The difference in the yields between short-term and medium-term interest rates is narrowing, and it has many investors asking if this means a recession may be looming. In a recent U.S. News & World Report article, Delegate Advisors President Andy Hart explains what the flattening yield curve means for investors.
In normal markets, yields for longer-duration bonds are generally higher than shorter-duration bonds. When short- and long-term yields move closer together, it’s known as a flattening yield curve, the publication explains. If the yields for bonds of different durations narrow to such an extent that the yield curve inverts – meaning short-term yields are greater than long-term yields – a recession often follows.
A flattening yield curve doesn’t necessarily mean the yield curve will invert. Hart says the CME Group’s federal funds futures contract doesn’t show short-term interest rates moving much higher in 2018, even after pricing in two interest rate hikes for the year. Those increases wouldn’t be enough for short-term rates to overtake long-term rates in 2018, assuming long-term rates stay the same.
Hart also notes that current economic and monetary conditions may prevent an inverted yield curve, at least for 2018.
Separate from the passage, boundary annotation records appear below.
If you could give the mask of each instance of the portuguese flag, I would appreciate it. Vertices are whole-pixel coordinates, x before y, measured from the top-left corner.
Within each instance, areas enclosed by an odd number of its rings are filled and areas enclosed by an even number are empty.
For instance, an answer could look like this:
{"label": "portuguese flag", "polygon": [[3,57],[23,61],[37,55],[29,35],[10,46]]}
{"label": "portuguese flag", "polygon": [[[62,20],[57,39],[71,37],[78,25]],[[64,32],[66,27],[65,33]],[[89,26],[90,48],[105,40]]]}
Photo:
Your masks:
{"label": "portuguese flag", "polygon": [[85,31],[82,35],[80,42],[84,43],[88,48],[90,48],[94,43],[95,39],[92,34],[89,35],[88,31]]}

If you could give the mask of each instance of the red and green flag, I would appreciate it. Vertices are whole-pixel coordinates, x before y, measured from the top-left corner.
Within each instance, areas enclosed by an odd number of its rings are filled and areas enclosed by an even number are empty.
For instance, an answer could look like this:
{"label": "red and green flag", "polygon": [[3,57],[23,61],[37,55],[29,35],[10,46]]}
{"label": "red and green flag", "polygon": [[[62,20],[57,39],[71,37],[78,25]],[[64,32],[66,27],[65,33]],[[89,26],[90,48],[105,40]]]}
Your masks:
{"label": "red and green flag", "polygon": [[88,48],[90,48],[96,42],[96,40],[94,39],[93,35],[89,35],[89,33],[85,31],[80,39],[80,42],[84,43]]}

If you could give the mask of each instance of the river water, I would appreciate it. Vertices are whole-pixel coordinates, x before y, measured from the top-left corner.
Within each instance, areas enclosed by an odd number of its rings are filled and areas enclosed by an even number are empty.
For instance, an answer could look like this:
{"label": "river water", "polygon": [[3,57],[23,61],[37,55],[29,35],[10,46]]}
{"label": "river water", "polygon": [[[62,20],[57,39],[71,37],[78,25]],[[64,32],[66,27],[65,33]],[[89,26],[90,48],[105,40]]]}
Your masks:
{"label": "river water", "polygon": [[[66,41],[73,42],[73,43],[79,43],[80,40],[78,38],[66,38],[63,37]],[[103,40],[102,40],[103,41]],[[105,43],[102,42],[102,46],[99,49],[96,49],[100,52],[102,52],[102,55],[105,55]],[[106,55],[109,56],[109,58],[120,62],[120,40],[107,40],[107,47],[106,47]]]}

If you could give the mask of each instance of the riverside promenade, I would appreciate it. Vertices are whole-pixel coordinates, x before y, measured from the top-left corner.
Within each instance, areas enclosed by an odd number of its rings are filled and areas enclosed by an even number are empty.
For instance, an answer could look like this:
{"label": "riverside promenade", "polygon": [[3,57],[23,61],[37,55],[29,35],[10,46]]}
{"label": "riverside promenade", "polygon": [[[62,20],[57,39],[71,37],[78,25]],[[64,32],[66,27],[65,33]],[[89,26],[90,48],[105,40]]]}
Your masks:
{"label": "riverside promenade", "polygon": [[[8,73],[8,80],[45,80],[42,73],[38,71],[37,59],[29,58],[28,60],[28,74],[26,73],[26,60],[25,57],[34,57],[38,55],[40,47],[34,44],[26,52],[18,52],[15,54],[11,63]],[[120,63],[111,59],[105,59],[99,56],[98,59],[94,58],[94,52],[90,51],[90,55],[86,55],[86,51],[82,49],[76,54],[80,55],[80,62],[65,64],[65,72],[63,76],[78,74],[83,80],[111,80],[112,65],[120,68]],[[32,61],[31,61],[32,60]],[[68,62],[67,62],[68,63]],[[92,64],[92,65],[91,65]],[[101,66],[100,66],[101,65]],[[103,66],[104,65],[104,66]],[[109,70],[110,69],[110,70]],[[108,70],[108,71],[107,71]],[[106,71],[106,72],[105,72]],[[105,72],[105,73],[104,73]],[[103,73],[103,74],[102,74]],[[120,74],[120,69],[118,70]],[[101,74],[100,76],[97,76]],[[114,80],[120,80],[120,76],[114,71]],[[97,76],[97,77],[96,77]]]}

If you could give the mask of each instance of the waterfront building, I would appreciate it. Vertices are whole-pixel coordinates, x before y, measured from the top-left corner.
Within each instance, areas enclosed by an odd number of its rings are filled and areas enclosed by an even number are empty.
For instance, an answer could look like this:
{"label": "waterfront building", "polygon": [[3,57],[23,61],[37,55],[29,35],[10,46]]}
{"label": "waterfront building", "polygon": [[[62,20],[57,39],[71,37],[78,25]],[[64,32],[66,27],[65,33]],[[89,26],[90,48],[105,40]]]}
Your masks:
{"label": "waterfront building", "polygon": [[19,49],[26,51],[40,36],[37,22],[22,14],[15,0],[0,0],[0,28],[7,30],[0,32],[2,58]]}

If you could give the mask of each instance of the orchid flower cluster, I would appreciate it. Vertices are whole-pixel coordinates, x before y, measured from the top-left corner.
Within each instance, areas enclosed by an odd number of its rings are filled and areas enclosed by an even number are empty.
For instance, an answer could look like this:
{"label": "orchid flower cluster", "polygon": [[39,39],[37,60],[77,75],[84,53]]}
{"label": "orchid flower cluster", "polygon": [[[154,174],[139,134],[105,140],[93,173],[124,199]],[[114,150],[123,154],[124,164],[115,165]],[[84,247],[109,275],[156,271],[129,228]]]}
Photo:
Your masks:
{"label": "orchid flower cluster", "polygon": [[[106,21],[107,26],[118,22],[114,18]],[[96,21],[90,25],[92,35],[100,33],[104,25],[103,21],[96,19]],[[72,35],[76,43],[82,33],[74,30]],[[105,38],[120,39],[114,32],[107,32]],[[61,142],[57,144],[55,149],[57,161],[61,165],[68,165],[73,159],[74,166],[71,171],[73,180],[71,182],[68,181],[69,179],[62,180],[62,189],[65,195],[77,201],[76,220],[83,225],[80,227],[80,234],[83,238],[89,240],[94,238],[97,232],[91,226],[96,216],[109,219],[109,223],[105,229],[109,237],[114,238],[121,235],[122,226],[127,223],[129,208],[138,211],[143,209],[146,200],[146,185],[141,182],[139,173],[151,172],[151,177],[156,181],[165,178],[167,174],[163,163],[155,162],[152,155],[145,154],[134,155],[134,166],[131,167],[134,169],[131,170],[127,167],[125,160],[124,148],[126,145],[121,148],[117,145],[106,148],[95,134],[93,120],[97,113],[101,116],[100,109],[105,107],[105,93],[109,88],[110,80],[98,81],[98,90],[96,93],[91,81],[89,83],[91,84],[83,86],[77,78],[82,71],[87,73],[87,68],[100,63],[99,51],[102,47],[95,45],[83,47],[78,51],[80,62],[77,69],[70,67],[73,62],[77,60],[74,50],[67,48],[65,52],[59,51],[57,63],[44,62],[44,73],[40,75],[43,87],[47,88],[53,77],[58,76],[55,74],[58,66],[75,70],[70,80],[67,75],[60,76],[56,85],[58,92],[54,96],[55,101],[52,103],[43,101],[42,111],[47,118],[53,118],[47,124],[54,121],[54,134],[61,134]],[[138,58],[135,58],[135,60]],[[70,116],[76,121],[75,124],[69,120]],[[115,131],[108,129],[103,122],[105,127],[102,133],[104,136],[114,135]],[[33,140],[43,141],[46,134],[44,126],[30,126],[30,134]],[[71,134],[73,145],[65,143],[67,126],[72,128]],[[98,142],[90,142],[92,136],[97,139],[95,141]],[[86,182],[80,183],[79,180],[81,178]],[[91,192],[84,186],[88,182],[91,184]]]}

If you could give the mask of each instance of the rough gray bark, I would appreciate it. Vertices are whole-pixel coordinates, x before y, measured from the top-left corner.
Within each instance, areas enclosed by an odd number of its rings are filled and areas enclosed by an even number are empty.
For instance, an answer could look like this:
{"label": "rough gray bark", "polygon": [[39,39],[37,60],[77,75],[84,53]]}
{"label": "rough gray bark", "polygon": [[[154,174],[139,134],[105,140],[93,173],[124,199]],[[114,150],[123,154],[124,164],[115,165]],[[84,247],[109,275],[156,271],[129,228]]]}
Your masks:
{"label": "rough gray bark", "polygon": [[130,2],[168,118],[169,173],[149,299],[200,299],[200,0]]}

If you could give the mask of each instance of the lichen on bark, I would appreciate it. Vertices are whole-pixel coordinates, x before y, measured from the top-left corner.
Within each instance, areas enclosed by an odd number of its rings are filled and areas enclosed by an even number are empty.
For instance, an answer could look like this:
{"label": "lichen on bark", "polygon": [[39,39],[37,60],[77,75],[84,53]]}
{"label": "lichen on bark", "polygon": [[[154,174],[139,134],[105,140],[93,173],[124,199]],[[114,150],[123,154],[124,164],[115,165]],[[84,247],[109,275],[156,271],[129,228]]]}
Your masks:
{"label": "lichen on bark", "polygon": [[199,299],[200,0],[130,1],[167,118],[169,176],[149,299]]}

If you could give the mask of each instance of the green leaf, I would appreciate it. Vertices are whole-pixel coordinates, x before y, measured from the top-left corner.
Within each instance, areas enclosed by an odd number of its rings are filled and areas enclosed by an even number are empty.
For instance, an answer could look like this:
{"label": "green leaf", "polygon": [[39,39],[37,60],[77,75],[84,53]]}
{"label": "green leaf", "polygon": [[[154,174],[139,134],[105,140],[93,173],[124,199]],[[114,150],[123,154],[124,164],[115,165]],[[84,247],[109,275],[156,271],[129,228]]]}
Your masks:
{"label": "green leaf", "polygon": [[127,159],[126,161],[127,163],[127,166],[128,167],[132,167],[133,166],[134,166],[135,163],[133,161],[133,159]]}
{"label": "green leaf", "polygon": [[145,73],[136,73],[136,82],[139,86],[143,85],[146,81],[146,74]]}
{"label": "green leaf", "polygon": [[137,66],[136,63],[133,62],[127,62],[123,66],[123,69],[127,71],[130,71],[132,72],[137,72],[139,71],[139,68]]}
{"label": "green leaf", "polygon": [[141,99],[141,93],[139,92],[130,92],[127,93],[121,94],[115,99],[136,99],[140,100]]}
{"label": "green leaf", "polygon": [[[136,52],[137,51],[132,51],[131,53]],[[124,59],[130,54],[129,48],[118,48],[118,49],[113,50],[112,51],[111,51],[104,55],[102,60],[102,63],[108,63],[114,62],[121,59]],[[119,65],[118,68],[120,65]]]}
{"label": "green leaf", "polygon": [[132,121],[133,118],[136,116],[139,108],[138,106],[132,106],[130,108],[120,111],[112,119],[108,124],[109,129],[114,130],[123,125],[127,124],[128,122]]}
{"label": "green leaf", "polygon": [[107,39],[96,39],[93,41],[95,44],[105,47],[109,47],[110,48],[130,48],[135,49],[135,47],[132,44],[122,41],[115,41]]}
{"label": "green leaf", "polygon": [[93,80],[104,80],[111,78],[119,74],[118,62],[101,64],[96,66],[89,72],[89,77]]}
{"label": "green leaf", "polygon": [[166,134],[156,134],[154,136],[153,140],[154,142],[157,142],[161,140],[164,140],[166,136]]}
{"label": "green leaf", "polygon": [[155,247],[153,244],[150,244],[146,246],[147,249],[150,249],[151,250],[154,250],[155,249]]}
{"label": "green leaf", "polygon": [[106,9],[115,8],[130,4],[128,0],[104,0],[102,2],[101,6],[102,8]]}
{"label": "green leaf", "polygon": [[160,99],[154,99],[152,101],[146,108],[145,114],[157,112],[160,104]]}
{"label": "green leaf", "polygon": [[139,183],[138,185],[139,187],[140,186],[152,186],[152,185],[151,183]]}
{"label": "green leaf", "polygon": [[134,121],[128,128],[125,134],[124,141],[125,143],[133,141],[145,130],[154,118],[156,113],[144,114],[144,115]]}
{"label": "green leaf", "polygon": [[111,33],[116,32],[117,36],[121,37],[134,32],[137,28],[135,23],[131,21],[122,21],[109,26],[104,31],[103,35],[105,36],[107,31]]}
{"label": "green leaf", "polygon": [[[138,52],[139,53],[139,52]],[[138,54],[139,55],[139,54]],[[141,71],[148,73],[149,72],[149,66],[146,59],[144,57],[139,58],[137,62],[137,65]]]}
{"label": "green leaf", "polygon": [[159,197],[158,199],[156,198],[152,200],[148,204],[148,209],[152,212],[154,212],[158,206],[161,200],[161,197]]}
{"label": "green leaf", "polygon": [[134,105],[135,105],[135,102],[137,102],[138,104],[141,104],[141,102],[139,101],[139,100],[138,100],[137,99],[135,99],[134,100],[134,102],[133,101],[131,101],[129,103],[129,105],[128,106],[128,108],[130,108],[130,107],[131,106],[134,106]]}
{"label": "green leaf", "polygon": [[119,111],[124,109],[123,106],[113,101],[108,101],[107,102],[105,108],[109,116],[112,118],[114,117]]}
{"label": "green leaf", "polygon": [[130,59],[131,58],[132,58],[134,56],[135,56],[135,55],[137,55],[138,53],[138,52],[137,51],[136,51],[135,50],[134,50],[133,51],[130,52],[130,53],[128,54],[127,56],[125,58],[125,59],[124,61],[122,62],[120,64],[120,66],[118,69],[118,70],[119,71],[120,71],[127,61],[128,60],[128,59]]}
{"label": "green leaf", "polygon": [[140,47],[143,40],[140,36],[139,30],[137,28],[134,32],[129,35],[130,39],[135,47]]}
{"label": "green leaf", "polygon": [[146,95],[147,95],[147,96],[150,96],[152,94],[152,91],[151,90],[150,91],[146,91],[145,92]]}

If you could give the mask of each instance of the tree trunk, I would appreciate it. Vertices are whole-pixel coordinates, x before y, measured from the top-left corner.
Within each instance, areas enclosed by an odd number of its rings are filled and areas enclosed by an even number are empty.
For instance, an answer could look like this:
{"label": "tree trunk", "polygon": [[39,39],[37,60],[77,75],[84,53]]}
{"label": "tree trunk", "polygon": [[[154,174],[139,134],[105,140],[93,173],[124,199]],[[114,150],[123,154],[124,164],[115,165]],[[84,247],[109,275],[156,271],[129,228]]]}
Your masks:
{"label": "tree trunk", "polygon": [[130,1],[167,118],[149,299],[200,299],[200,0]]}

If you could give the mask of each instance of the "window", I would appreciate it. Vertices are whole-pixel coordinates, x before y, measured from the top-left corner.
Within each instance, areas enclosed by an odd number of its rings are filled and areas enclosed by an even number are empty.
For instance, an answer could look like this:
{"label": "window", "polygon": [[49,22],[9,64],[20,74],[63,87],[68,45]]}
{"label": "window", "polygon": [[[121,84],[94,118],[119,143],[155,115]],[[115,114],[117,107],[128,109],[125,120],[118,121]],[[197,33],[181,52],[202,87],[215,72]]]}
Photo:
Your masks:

“The yield curve has flattened over the past two years since the Federal Reserve ended quantitative easing, the monetary policy that kept interest rates ultra-low, and began slowly raising interest rates,” says Hart. “Because the Fed only controls short-term interest rates, its monetary policy affects the short end of the yield curve more than the long end. Although the Fed’s actions can trickle up the yield curve, other conditions can influence longer-dated maturities.”